Lyme borreliosis is a multisystem
infectious disease caused by tick-transmitted spirochetes of the Borrelia burgdorferi sensu lato complex. The three characteristic cutaneous manifestations are
erythema migrans, borrelial
lymphocytoma, and
acrodermatitis chronica atrophicans.
Erythema migrans occurs in acute
Lyme borreliosis,
lymphocytoma is a subacute lesion, and
acrodermatitis is the typical manifestation of late
Lyme borreliosis.
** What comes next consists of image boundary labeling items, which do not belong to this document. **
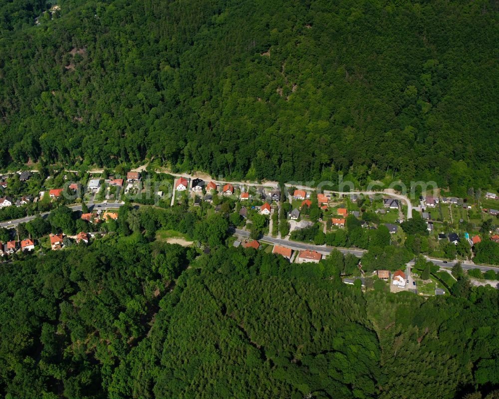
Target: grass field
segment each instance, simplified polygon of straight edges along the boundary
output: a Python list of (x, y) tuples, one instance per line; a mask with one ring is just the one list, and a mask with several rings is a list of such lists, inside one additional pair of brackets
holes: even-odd
[(159, 241), (166, 241), (169, 238), (184, 238), (188, 239), (187, 237), (182, 233), (179, 233), (176, 230), (158, 230), (156, 232), (156, 240)]
[(456, 280), (452, 277), (452, 276), (447, 272), (445, 272), (443, 270), (437, 272), (435, 273), (435, 275), (440, 280), (443, 281), (449, 288), (452, 287), (452, 286), (453, 286), (454, 283), (456, 282)]

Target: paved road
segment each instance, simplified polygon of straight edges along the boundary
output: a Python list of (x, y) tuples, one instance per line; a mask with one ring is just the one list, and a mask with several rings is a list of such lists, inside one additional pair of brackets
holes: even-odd
[[(440, 266), (441, 268), (452, 268), (457, 263), (454, 261), (449, 261), (446, 262), (445, 261), (442, 261), (440, 259), (434, 259), (432, 258), (428, 258), (428, 257), (426, 257), (429, 261), (434, 264)], [(488, 270), (494, 270), (496, 273), (499, 272), (499, 267), (486, 266), (484, 265), (478, 265), (470, 262), (463, 262), (461, 263), (461, 266), (463, 267), (463, 269), (465, 270), (468, 270), (470, 269), (480, 269), (482, 272), (487, 272)]]
[[(187, 173), (168, 173), (172, 176), (174, 176), (176, 177), (182, 177), (186, 179), (190, 179), (191, 180), (195, 178), (195, 175), (190, 175)], [(246, 182), (241, 181), (224, 181), (223, 180), (217, 180), (214, 179), (212, 179), (212, 180), (216, 183), (219, 184), (227, 184), (228, 183), (238, 185), (244, 184), (245, 186), (250, 186), (251, 187), (272, 187), (275, 188), (278, 188), (279, 187), (279, 184), (275, 181), (265, 181), (262, 183), (247, 183)], [(316, 189), (316, 187), (309, 187), (308, 186), (297, 185), (291, 183), (286, 183), (284, 185), (288, 188), (294, 187), (300, 190), (305, 190), (309, 191), (314, 191)], [(407, 205), (407, 219), (411, 219), (412, 217), (412, 204), (411, 203), (411, 200), (407, 197), (400, 194), (396, 194), (392, 192), (387, 192), (385, 191), (349, 191), (347, 192), (345, 191), (330, 191), (329, 190), (324, 190), (324, 193), (337, 194), (345, 195), (350, 195), (352, 194), (356, 194), (357, 195), (362, 194), (363, 195), (375, 195), (376, 194), (382, 194), (387, 197), (392, 197), (394, 198), (397, 198), (397, 199), (399, 199), (406, 203), (406, 204)]]
[[(97, 209), (112, 209), (116, 208), (119, 208), (124, 203), (125, 203), (112, 202), (108, 204), (103, 203), (93, 204), (89, 203), (87, 206), (88, 207), (89, 210), (96, 210)], [(81, 210), (81, 205), (71, 205), (71, 206), (68, 206), (68, 208), (72, 210), (73, 212), (75, 211)], [(19, 223), (25, 223), (26, 222), (29, 222), (30, 220), (32, 220), (38, 215), (41, 216), (42, 218), (46, 218), (48, 216), (49, 213), (49, 212), (43, 212), (42, 213), (33, 215), (32, 216), (25, 216), (25, 217), (21, 218), (20, 219), (16, 219), (15, 220), (10, 220), (8, 222), (3, 222), (0, 223), (0, 227), (5, 227), (7, 229), (15, 227)]]
[[(249, 232), (241, 230), (240, 229), (233, 229), (231, 232), (235, 233), (236, 234), (246, 238), (250, 237)], [(364, 253), (366, 252), (366, 250), (364, 249), (335, 248), (326, 247), (325, 245), (313, 245), (310, 244), (306, 244), (306, 243), (291, 241), (289, 240), (282, 239), (280, 238), (274, 238), (273, 237), (269, 237), (268, 236), (264, 236), (258, 241), (268, 243), (274, 245), (281, 245), (283, 247), (286, 247), (295, 250), (310, 249), (313, 251), (316, 251), (317, 252), (319, 252), (320, 253), (326, 255), (331, 253), (331, 252), (333, 249), (337, 249), (342, 254), (353, 254), (355, 255), (355, 256), (361, 258)], [(426, 259), (428, 261), (433, 263), (434, 264), (436, 265), (441, 268), (452, 268), (456, 263), (456, 262), (452, 261), (446, 262), (445, 261), (440, 260), (440, 259), (435, 259), (428, 257), (426, 257)], [(413, 265), (414, 262), (411, 262), (410, 263), (411, 265)], [(463, 262), (461, 264), (463, 266), (463, 269), (464, 270), (477, 268), (480, 269), (482, 272), (486, 272), (488, 270), (494, 270), (496, 273), (499, 272), (499, 267), (498, 266), (487, 266), (484, 265), (477, 265), (468, 262)], [(409, 283), (411, 285), (412, 285), (412, 282), (410, 280), (409, 280)], [(413, 287), (411, 287), (410, 288), (412, 288)]]
[[(250, 237), (250, 232), (242, 230), (240, 229), (234, 229), (233, 231), (236, 234), (248, 238)], [(296, 241), (290, 241), (289, 240), (283, 240), (281, 238), (274, 238), (269, 236), (264, 236), (258, 241), (263, 242), (269, 243), (277, 245), (281, 245), (283, 247), (286, 247), (293, 250), (299, 250), (302, 249), (311, 249), (316, 251), (322, 254), (329, 254), (333, 249), (337, 249), (343, 254), (353, 254), (357, 257), (360, 258), (364, 252), (364, 249), (350, 249), (349, 248), (337, 248), (326, 247), (325, 245), (313, 245), (305, 243), (297, 242)]]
Clinical appearances of
erythema migrans and
lymphocytoma (when located on the ear or breast) are characteristic, whereas
acrodermatitis is often confused with vascular conditions. The diagnosis of
erythema migrans is made clinically. Serologic analyses often yield false-negative results and are not required for the diagnosis. However, serologic proof of the diagnosis in
lymphocytoma (approximately 90% positive) and
acrodermatitis (100% positive) is mandatory. Histopathologic examination often adds substantial information in patients with
skin manifestations of
Lyme borreliosis and is recommended in clinically (and serologically) undecided cases of
erythema migrans or
lymphocytoma and is obligatory in
acrodermatitis. Polymerase chain reaction for Borrelia-specific
DNA (rather than culture of the spirochete) and immunohistochemical investigations (
lymphocytoma) are sometimes necessary adjuncts for the diagnosis. Antibacterial treatment is necessary in all patients to eliminate the spirochete, cure current disease, and prevent late sequelae. Oral
doxycycline, also effective against
coinfection with Anaplasma phagocytophilum, is the mainstay of
therapy of cutaneous manifestations of
Lyme borreliosis. Other first-line antibacterials are
amoxicillin and
cefuroxime axetil.
Erythema migrans is treated for 2 weeks,
lymphocytoma for 3-4 weeks, and
acrodermatitis for at least 4 weeks.